Now imagine that kind of negotiating power when, under federal law, if any of those 30 million people walks away from the table, he has to pay $3,800 and get nothing. I’m no economist, but I suspect that the cheapest insurance plan created by that market is going to cost around $3,799. Just for fun, let’s look at my most inexpensive health insurance option under present conditions. The good people at Assurant Health have offered me an insurance plan with a $3,500 annual deductible and a 20% coinsurance payment (no dental, no vision, no maternity, presumably no abortions for Mexicans) all for the princely sum of $107.39 a month. Bear in mind, I’m a 32 year-old nonsmoking male who runs four miles every morning, so I qualify for the Preferred Rate. If I had high cholesterol or blood pressure over 141/91 or somehow managed to turn 40, I’d be out of luck. Let’s say I buy this Assurant plan, pay my premiums for a year and then dislocate my shoulder, tearing off my labrum—an injury I managed to sustain a couple years ago. Arthroscopic surgery in 2007 cost me $3,600. Since I’ve saved money on my premiums by agreeing to such a high deductible, I’m responsible for the first $3,500, plus 20% of the remaining c-note. I’ve been dutifully sending the Assurant boys a check every month, so my total expenditure in this scenario comes to $4,788.68. Paying almost $1,300 worth of premiums saved me 80 bucks.

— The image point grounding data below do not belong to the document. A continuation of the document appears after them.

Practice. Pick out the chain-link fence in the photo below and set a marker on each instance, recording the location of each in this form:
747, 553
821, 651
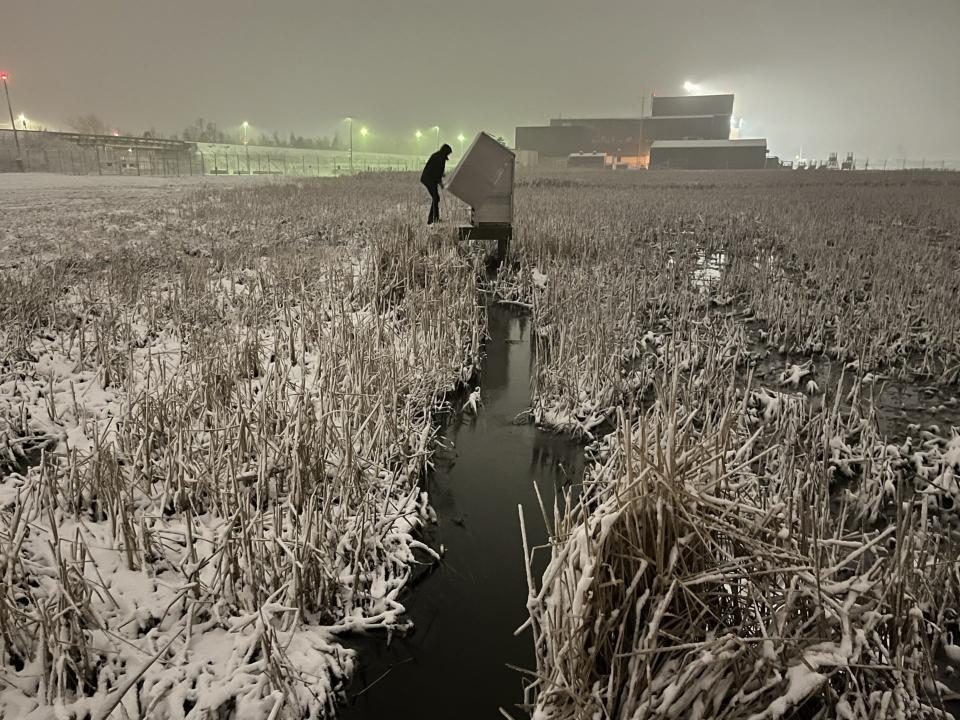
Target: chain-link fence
46, 152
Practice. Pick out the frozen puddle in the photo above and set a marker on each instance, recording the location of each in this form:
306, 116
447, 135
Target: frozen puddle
454, 664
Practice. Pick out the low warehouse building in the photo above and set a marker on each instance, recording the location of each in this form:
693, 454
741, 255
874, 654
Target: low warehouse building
749, 154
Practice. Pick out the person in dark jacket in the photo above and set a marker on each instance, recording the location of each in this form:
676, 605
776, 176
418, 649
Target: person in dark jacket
432, 179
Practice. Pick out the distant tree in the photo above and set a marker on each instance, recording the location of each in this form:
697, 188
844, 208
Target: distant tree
90, 124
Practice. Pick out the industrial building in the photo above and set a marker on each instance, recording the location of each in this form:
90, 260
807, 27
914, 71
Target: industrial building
628, 142
748, 154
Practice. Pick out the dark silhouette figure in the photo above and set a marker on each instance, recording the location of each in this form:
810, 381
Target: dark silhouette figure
432, 179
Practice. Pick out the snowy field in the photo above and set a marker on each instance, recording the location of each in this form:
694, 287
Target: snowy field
215, 406
766, 369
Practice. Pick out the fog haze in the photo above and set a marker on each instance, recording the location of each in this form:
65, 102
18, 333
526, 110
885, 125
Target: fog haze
873, 76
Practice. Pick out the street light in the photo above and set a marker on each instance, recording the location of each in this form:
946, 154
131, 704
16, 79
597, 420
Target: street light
16, 138
350, 120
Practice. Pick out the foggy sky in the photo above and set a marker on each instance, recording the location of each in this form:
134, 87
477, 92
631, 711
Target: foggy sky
879, 77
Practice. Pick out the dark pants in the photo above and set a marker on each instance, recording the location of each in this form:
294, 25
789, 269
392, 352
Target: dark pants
434, 215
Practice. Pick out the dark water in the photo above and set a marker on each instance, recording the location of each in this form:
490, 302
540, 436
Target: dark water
454, 664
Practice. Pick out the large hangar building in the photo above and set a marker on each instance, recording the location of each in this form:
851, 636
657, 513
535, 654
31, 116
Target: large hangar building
629, 142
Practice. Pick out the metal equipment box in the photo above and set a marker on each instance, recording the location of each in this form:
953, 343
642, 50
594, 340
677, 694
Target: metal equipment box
484, 180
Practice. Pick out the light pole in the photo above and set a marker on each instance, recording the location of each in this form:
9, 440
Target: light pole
246, 147
16, 138
350, 120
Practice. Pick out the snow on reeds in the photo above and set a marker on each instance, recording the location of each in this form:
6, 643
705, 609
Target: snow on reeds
741, 547
232, 407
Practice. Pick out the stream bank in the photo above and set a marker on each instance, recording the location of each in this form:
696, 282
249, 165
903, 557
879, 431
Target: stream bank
455, 661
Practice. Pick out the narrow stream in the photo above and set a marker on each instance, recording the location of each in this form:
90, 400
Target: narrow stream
465, 612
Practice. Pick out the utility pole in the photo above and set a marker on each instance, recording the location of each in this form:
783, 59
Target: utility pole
16, 138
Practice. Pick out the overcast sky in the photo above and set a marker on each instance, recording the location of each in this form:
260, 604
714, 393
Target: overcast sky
879, 77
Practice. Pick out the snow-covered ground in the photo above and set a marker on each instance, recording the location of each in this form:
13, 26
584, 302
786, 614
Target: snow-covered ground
31, 190
215, 403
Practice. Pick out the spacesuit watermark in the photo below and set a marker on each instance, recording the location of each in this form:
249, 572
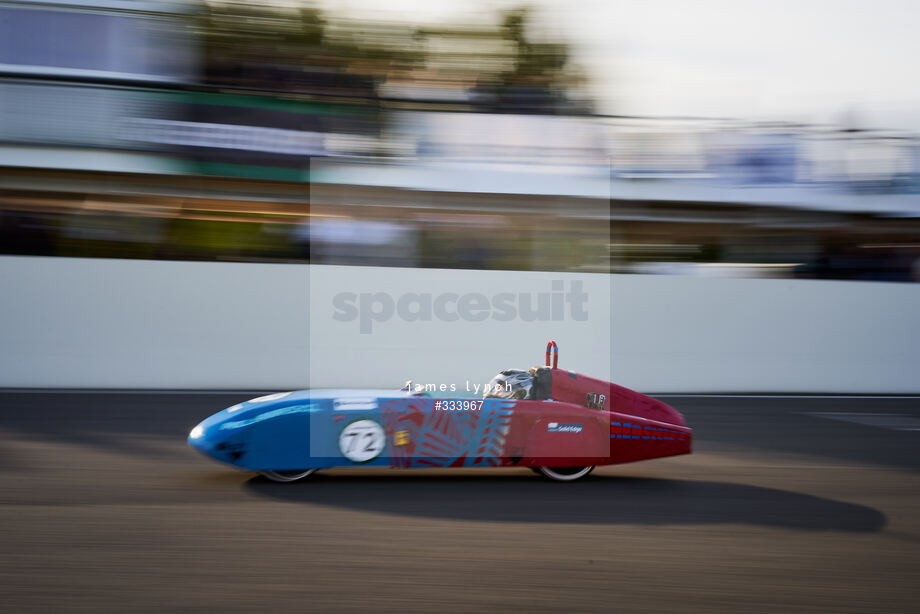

Of course, under the Baucus plan, it would have saved me $3,880. And make no mistake: the people who buy health insurance solely to avoid paying a fine are going to purchase low-premium, high-deductible plans. Those of them who need chemotherapy or wind up in traction are going to save a bunch of money, but those of us who just want to get our teeth cleaned and protect ourselves from sports injuries will be no better off. Requiring Americans to buy coverage without giving us a public option is a gift to the health insurance industry, plain and simple. It “fixes” a corrupt system by forcing us all to participate in it, and offers as a safety measure a promise of free-market competition completely undercut by a law that increases demand to 100%.
The only advantage of the Baucus bill is that it’s more likely to get passed. Democrats will get to say they pushed through meaningful reform and the President will be insulated from pathological liars who tell eighty year-olds that he’s a socialist. Those of us who don’t qualify for Medicaid and don’t have millionaire parents will have to make the same choice we’ve always made: work in an office or don’t get sick. Now that the second option is going to cost me $3,800, I suppose I’ll be happier forking over thirteen hundred bucks to get nothing. I won’t have better insurance, though. The $3 trillion health care industry will be 30 million times $1,300 bigger, and Max Baucus will be Senator For Life. He’ll be able to keep buying into that sweet Congressional health insurance plan, which works great for 535 people but is somehow unacceptable for 300 million.